Buffelsfontein could face 500 retrenchments

The number 10 shaft
at Buffelsfontein
gold mine
Johannesburg, South Africa — MININGREVIEW.COM — 27 November 2008 – Emerging South African resources company Simmer and Jack Mines Limited (Simmers) is starting a consultation process aimed at optimising the business and ensuring that production targets are met.
A news release published here says wholly-owned Simmers subsidiary Buffelsfontein Gold Mine (BGM) has issued a Section 189(a) Notice to organised labour in terms of  which the mine will begin the process.

Simmers announced earlier this month that BGM would be focusing on its margins and taking a far stronger line on those sections of the mine that did not contribute to cash flow.

“We are experiencing unprecedented increases in the costs of materials required for mining and milling, and management intends to engage all stakeholders to ensure the long-term sustainability of BGM,” says Simmers CEO Gordon Miller. “Considerable capital has been invested since 2005 to ensure that the mine has the necessary infrastructure to produce according to its life of mine plan, and in the current economic climate it’s essential that all sections produce optimally," he added.
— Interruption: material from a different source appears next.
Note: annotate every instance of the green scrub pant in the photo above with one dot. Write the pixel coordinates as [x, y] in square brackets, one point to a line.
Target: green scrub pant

The news release explains that the optimisation process is aimed at those sections of the mine that need to improve their operating margins. This includes Number 12 shaft and smaller sections of the mine`s six other operational shafts.

It points out that failure to conclude an optimisation plan could result in the retrenchment of about 500 people within the next two months.

BGM has created 5 440 new jobs since the start up of its underground operations in 2005. Its six operating shafts include the high-grade Number 5 shaft, which is in the process of being re-furbished and is on track for completion in March 2009. The bulk of the mine`s underground production currently comes from the Number 6, 7 and 8 shafts.